The core of all neural networks in Python is the autograd package, which provides the mechanism of automatic derivation for all operations on tensors. It is a framework defined at runtime, which means that the back propagation is determined by how the code runs, and each iteration can be different.
- torch.tensor Is the core class of this package. If you set its property. Required_ grad = true, then it will track all operations on the tensor. When the calculation is completed, it can automatically calculate all grads by calling. backward(). All gradients of this tensor are automatically added to the. grad attribute. If you want to prevent a tensor from being tracked, you can call the. detach() method to separate it from the calculation history and organize its future calculation to be tracked. To prevent tracing history and using memory, you can wrap code blocks in with torch.no_grad(): is particularly useful when evaluating models.
- There is also a class that is very important for the implementation of autograd: Function. The sensor and Function are connected to each other and encode a complete calculation history.
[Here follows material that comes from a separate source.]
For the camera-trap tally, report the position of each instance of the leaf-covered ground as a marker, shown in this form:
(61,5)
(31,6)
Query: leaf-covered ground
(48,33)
Each tensor has a.grad_fn property, which references the Function that creates the sensor itself
- Code demonstration
import torch x=torch.ones(2,2,requires_grad=True) print(x) y=x+2 print(y) print(y.grad_fn) a=torch.randn(2,2) a=((a*3)/(a-1)) print(a.requires_grad) a.requires_grad_(True) print(a.requires_grad) b = (a * a).sum() print(b.grad_fn)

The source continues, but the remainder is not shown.